Noteworthy to perform in the de Jong Concert Hall for the first time

Noteworthy 2014-2015 to perform in the deJong Concert Hall for the first time on December 11
Noteworthy 2014–2015 to perform in the deJong Concert Hall for the first time on Dec. 11.

The BYU a capella group Noteworthy will have its first concert in the de Jong Concert Hall since its founding 10 years after.

Noteworthy is a nine-part, all-female a capella group at BYU. As the newest official performing group at Brigham Young University, Noteworthy will perform for the first time in the Harris Fine Arts Center in the de Jong Concert hall on Dec. 11. The group had been aiming to perform in the concert hall for more than 10 years. After being dubbed an official performing group, Noteworthy was given the green light to hold a concert in the HFAC.

“I expect that the ladies’ intense preparation, the beautiful venue and the high energy of the crowd are going to combine to create the greatest Noteworthy concert ever,” said Keith Evans, director of BYU Noteworthy. “Seriously, it’s going to be a blast.”

The group has had an impressive résumé for the past 10 years as a student-run group, but members have been aiming to be part of BYU’s School of Music for a long time, so this is one of its highest achievements. This is an exciting time for the members of the group, as well as for alumni who have participated in prior years.

“When I saw a huge poster for their show hanging in the HFAC I freaked out with excitement,” said Tatiana Quinn, a BYU law student and former director of Noteworthy. “I’m just so excited that Noteworthy is finally an official BYU group and that more people will be exposed to them now. Noteworthy finally has the chance to live up to its potential.”

The group has produced highly acclaimed recordings, appeared on NBC’s “The Sing-Off” and won the International Championship of Collegiate A Capella in 2007. It has produced four albums and been a hit on both iTunes and Spotify. Noteworthy’s nine singers deliver a power-packed concert that combines vocal percussion, humor and a tight harmony.

Janae Klumpp, a member of the group studying music dance theater, has worked for two years for this opportunity to perform in the de Jong Concert Hall.

“We finally hit our goal, so now we can make bigger and better goals,” Klumpp said. “People are starting to hear Noteworthy, and we can get our message across.”

Klumpp said the show will be worth the wait. “We have a pretty wide variety of songs, and most of them are brand-new arrangements that Noteworthy has never done before,” she said. “It’s going to be super high energy.”

The group has eight brand-new members.
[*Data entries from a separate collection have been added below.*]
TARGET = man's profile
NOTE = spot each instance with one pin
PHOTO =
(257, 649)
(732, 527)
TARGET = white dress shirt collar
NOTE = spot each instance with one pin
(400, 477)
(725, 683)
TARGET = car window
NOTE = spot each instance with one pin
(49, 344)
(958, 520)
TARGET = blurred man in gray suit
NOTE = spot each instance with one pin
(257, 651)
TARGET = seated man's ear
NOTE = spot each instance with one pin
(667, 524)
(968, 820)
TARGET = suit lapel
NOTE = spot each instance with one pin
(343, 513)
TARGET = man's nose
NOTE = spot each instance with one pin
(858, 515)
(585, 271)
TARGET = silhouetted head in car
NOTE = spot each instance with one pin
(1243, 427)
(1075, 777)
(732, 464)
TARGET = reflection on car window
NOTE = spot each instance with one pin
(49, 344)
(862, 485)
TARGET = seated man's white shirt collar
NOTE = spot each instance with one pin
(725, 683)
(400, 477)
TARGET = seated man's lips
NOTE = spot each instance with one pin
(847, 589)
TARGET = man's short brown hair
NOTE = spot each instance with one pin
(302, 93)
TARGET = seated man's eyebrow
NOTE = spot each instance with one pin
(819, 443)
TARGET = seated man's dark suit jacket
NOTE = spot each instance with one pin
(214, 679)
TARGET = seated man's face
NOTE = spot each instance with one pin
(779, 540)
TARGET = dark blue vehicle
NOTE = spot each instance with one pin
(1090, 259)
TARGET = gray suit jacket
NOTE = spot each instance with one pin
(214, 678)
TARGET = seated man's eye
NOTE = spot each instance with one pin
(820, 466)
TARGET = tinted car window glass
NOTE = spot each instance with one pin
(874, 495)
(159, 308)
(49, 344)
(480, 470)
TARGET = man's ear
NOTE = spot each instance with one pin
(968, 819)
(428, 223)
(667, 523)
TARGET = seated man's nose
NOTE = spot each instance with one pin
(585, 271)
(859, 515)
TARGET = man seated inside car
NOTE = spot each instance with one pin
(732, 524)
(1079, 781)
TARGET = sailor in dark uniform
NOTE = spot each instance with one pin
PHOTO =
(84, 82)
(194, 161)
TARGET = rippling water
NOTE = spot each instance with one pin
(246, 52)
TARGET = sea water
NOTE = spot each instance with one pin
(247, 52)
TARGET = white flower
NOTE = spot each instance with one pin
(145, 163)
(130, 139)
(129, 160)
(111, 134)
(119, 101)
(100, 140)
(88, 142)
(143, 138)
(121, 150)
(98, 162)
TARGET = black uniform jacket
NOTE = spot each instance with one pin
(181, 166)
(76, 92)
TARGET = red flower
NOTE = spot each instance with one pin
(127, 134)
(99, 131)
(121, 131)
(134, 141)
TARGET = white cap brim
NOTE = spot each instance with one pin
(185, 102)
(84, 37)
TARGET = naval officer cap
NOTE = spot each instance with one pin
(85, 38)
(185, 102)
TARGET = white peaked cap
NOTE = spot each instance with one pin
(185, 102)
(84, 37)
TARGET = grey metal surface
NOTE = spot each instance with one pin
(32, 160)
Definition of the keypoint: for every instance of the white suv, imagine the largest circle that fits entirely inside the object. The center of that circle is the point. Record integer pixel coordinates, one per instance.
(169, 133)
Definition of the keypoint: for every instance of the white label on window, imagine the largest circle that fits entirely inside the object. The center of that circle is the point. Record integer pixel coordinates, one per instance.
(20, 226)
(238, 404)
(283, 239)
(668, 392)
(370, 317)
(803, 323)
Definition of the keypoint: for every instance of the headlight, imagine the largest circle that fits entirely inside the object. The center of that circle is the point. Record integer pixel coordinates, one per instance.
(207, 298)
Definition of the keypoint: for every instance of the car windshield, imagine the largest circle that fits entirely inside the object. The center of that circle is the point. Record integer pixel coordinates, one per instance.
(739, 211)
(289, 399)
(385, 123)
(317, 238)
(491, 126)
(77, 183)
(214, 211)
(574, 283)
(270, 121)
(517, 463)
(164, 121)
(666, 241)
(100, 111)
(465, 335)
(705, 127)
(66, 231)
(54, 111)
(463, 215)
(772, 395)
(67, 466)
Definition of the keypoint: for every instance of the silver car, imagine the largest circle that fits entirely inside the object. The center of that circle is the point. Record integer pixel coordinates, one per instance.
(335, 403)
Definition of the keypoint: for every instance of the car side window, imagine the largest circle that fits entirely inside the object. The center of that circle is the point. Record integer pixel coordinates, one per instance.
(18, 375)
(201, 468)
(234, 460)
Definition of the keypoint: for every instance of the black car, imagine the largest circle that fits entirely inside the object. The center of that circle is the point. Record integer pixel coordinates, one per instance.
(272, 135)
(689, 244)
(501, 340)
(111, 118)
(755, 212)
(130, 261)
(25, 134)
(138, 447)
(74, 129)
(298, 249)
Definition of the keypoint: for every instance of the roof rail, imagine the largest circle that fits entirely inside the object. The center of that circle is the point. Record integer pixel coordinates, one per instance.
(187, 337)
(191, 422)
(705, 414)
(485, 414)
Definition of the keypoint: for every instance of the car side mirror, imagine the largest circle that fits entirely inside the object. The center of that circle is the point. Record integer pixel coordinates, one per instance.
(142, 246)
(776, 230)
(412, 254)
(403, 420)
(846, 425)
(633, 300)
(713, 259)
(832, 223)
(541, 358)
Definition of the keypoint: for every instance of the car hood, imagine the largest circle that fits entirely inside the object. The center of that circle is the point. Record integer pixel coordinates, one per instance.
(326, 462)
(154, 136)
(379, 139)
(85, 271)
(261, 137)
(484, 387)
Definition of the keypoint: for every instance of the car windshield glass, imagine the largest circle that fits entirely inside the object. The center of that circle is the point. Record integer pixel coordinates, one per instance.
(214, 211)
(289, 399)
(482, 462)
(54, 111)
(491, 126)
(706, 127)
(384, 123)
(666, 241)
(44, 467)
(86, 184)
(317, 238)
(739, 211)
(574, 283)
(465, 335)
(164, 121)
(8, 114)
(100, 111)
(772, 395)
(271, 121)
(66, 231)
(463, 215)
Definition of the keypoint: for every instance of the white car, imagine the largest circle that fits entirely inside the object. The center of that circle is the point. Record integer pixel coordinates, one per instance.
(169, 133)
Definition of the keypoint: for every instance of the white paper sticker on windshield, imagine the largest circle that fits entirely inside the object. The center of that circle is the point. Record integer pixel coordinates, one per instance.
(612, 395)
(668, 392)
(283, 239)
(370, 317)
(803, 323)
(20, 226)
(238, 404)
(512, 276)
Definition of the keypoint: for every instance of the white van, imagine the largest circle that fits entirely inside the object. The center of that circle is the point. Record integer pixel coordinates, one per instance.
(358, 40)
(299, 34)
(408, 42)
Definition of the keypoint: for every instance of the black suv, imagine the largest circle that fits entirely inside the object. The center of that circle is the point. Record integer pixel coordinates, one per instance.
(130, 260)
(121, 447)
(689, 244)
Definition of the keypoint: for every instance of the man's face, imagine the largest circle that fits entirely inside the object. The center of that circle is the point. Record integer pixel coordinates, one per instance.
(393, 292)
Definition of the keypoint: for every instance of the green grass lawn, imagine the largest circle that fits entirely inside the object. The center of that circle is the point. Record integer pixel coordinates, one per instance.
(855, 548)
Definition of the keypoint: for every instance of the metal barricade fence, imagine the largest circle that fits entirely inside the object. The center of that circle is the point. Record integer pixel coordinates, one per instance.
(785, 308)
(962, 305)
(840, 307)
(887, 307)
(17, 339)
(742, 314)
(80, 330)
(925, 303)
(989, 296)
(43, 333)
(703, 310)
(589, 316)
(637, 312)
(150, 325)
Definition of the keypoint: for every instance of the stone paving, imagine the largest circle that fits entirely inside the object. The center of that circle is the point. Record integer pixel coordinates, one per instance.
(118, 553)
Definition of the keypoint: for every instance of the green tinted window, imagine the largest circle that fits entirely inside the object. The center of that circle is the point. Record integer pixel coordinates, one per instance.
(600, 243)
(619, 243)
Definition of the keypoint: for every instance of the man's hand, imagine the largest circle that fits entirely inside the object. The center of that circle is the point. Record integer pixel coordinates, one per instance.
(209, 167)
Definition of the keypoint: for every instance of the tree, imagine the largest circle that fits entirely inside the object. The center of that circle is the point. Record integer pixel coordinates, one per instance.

It has been working overtime to prepare for the show, as it had to prepare a full concert in a span of three months. Janessa Lyons, a senior majoring in elementary education, is one of the newest members of the group.

“The hardest thing for me was learning to sing and dance at the same time,” Lyons said. “We have been singing for people on campus to get our name out there, and we have been working overtime. If people come to the show they will be impressed with all the work we have put in.”

The group’s founder and a BYU alumna, Esther Vangorder, patterned the idea of the group after the nine-member, all-male group, Vocal Point. After seeing Vocal Point perform, Vangorder wanted to create a female group of the same caliber. The group was self sustained and run by BYU students for 10 years. Now, as an official part of BYU’s performing arts, it will have many more performance opportunities, including this opportunity to perform in the de Jong concert hall.

“Watching Noteworthy evolve has been an emotional process,” Vangorder said. “I had hopes and dreams for Noteworthy, but I wasn’t sure what would happen to it.”

She said BYU had wanted to wait and see whether the group would keep going on its own before. “Noteworthy stuck around, grew and rocked the house.”

The group has various styles, including rock, pop, country, jazz, R&B and spiritual. The group will perform Dec. 11 at 7:30 p.m. in the de Jong Concert Hall.  The cost of the performance is $12 for the general public and $10 for students and BYU employees.